Hybrid REITs are just that – a hybrid of equity and mortgage REITs. Their portfolios include both properties that they own and operate, and mortgages for commercial properties.
Publicly Traded REITs
As aforementioned, publicly traded REITs are traded on an exchange. They can be purchased through your brokerage account and tend to have higher transparency than non-traded REITs. Publicly traded REITs are also more liquid, meaning you can buy and sell them easily.
Public Non-Traded REITs
On the flip side, non-traded REITs are not available on exchanges. They have to be purchased through a broker that takes part in non-publicly traded offerings. These REITs are hard to value and highly illiquid.
Last but not least are private REITs. These REITs are typically exempt from SEC registration, which makes them hard to value and trade. They also have fewer disclosure requirements, which make them riskier than the other REIT options.
What Is REIT Fraud?
You should be aware that REIT fraud is possible. That is why the SEC recommends that you should avoid investing in REITs that are not registered. Both publicly traded and non-traded REITs can be found through the EDGAR system. This system allows you to review the REITs quarterly and annual reports, and any offering prospectus.
If a broker or financial advisor recommends you purchase a REIT that is not registered with the SEC, you should be wary and proceed with caution.
Benefits & Disadvantages of REITs
With all investments, no matter which vehicle you choose, there will be some form of advantages and disadvantages.

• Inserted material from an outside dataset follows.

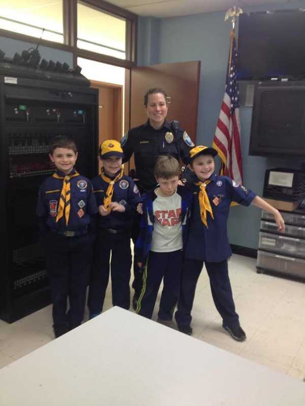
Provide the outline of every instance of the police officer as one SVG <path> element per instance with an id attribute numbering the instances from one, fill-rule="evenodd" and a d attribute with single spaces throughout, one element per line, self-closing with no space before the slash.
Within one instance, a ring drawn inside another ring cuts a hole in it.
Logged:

REITs are no different.
Benefits of REITs
- Liquidity – publicly traded REITs are highly liquid, making them easy to buy and sell on public exchanges.
- Diversification – adding real estate to your portfolio is a great way to diversify and add dividend-based income.
- Transparency – Because REITs are registered with the SEC, you have access to all the pertinent information you need before investing.
- Regular cash through dividends – REITs pay out annual dividends to shareholders.
Disadvantages of REITs
- Illiquidity – If you invest in non-traded REITs, they are very illiquid.
- Taxes – Your dividends will be taxed as regular income.
- Higher fees – REITs have the potential to have higher transaction and management fees.
- Low Growth – Because REITs provide 90% of income to shareholders through dividends, they have only a small percentage to be reinvested to buy new holdings.
Adding REITs to Your Portfolio
It only takes minutes to add a REIT to your portfolio if you already have a brokerage account. But before you do, do your due diligence to make sure you understand the risks and reward with the REIT you are looking to invest in.
You should also consider working with your financial advisor. They can provide you with tips about investing in REITs. For example, it might make sense for you to keep REITs inside an account like an IRA, that is tax advantaged. Since REITS pay such large dividends, you will be able to defer the distributions.
No matter what you decide, REITs are a fantastic option to diversify your portfolio. Just be sure to not fall for any REIT scams and you should have a great long-term investment.